Lonesome Bob – The plans we made
While many alt-country scenesters kept their tongues in cheek, these recordings were kitsch-free. The whole thing was an explosion of sound and viewpoint.
“I remember sitting on Pat Gallagher’s old Chevy one night at Coolsville, me and Tim and Pat way into the wee hours of the morning,” said drummer Rick Schell, who currently plays with RCA Records newbie act Pinmonkey. “Someone brought out a boombox, and Tim started playing a tape of the stuff they’d recorded with Bob at Paul Gannon’s, and I was just floored. I knew Bob, but I hadn’t heard Bob, and there was this big, booming voice, this giant wall of sound coming out of his mouth, and these great songs. Right there, I was like, ‘Fuck, I want in on this stuff.'”
Bob,
To one of the greatest people I know…Thanks for everything you’ve done for me. Keep in touch after graduation. Stay out of trouble. I know enough that you might get into trouble if you don’t watch out
Love Always,
Ellie P.
(as written in Le Souvenir)
The city tore Coolsville down in 1997 and built…a library.

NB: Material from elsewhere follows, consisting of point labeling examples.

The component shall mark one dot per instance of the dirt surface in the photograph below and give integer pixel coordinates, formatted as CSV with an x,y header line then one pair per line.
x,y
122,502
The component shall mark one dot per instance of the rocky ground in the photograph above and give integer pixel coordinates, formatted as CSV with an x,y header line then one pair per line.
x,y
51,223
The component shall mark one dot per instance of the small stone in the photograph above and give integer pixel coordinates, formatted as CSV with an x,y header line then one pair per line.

“It’s actually some kind of meditation area on the library grounds now, and you can sit right where the house was,” Carroll said. “It’s kind of cool to do that, to sit there. I took a picture there once.”
The house seemed to offer parting gifts to its inhabitants, as relocation was accompanied by record contracts and road gigs. Horn took over as drummer for the Derailers, Carroll signed a record deal with Sire, and Lonesome Bob signed with former Bloodshot bigwig Eric Babcock, who had moved to Checkered Past.
For Things Fall Apart, Bob’s Checkered Past debut, the songs cut at Gannon’s studio were dusted off and slightly (we mean slightly) polished. He recorded seven more tracks at Steve Allen’s Blue Planet Studio, with contributions from Schell (he finally got in on that stuff), Bill Dwyer, Ken Coomer (of Wilco, at the time), Dave Jacques, Duane Jarvis and others.
Bob augmented the tracks with a then-unsigned singer named Allison Moorer, who overdubbed duet parts on the recordings. (Singer Divy Nelson had already sung over the tracks, but her parts were erased once Moorer came into the picture.) Moorer went on to the world of major-label contracts and Oscar Night cameos, but she was scuffling like the Coolsville crew when she met Bob.
“We just connected,” Moorer said. “As soon as we sung together, we knew we had something. Neither one of us is what you’d call a delicate singer, and what we do together is kind of different-sounding. His voice is huge, and he’s a fearless kind of singer who doesn’t shy away from singing balls-out. But at the same time he sings wonderfully, and beautifully.”
Other folks agreed, as the record received rave reviews in several publications (even Playboy). But good press often will only take you so far. The problem wasn’t getting people to like the album once they heard it, it was getting people to hear it in the first place.
“If you can get to them, you can get to them,” Bob said. “But, God, they’re so hard to reach.”
“I have a teenage son who I never get to see
He lives in New Jersey, I live in Tennessee
I want to fly him down here for a month, but you see
The note from the bank
And the bill collectors’ voices
Are telling me that I don’t have those kinds of choices”
— Lonesome Bob, “Weight Of The World”
This is the really shitty part of the story, the part where critical favor and artistic accomplishment don’t equal commercial success (“I should have known those things weren’t the same, but I probably didn’t,” Bob said); where Things Fall Apart sells less than 1,000 copies, and the decision to quit his graphic artist job in order to tour seems a lot like deciding to quit riding a bicycle in favor of flapping arms and taking flight.